There will be no HP-Azure or Windows HP cloud, but applications on HP’s OpenStack cloud will be able to talk to apps on Microsoft's cloud should the users wish.
“I see interoperability with Windows Azure higher up the stack,” Hilf said. “If a customer has an application running in Windows Azure and wants OpenStack cloud-to-cloud communication, we will allow that interoperability.’

The billion-dollar question: What do enterprise customers want?

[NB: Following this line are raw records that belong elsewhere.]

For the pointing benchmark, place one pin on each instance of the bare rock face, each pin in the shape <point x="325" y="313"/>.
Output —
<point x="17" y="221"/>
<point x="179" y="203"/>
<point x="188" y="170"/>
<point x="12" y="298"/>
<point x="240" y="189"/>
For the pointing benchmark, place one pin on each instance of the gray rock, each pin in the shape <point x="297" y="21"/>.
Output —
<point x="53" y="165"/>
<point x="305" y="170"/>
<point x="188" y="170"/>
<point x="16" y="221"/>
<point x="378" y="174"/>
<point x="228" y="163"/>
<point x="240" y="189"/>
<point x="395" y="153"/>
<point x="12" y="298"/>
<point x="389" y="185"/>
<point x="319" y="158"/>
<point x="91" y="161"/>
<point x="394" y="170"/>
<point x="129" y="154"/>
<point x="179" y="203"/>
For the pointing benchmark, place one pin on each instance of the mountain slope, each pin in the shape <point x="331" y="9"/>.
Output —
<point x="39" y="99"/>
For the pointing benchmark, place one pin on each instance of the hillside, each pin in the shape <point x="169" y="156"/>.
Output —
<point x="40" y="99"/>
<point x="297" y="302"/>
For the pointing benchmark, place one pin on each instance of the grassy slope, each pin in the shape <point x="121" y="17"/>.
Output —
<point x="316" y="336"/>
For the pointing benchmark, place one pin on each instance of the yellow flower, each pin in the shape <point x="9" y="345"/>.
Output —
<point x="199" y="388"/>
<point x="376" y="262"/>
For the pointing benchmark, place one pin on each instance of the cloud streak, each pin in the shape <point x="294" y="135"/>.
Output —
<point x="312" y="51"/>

The cloud-wrangler reckons if he’s bringing anything from Microsoft, it’s the experience of building a system that’s suited to enterprise customers.
“A lot of what I learned, and our strategy, was formed by spending considerable time in the last five years with enterprise customers – talking to them about cloud in my role on Windows Azure,” Hilf reckons.
What did he pick up? That enterprises like the idea of paying for gigabits-per-second without owning the servers but are constrained by softer issues like putting their legacy online or by regulatory compliance that restricts where their data can go.
What many are doing as a result is taking a hybrid approach, like running mobile apps via a web tier and keeping large chunks of what they run behind the firewall, he says. They also want a "big" vendor that they can call for support, he adds.
Hilf said HP isn’t chasing the Bitcoin or Snapchat user, but rather the enterprise customer that wants a secure and reliable and product environment.
He claimed 1,500 customers on the HP private cloud with a “wide amount of customers for others areas”. These are what he called “classic” customers in more traditional IT shops – large enterprises in the Global 2000.
“These companies are telling us: 'We want a big enterprise behind open source that we can get support and services from'," he says.

The two Michaels

Hilf's position at HP has been to bring the firm’s assets together to create the kind of coherent platform that facilitates this enterprise use.
HP claims part of its increased $811m R&D spend – small by comparison to some of HP’s tech rivals – is because of the investment it’s making in cloud.
“What I spend most time working on is 'How do I build a coherent stack, not just a virtual machine structure, but platform layer, management tools coherent across any deployment environment, in our data centre or their data centre',” the cloud man said.
Recent examples include the HP Cloud System that was built using the firm's 3PAR storage, FlexFabric networking, VirtualSystem and VMware management.
Late in 2013, HP announced big data analytics as a service using software from enterprise search specialist Autonomy and from post-SQL database Vertica – companies acquired from the two Michaels (Lynch and Stonebraker respectively).
Hilf said his goal is to build an HP cloud capable of running the same applications and services anywhere around the world in public and private data centres.
HP wants cloud customers to be running HP database services, messaging, networking and storage, whether they are behind or outside the firewall.
“A lot of work is to bring together the one HP cloud portfolio,” Hilf told us. “The start of the work was getting the execs to understand – and aligning down further in the pipe product plans and roadmaps are going in the same direction.
“You will see us more about productification of the cloud assets – and more and more [companies] turning specifically to the enterprise,” he promised.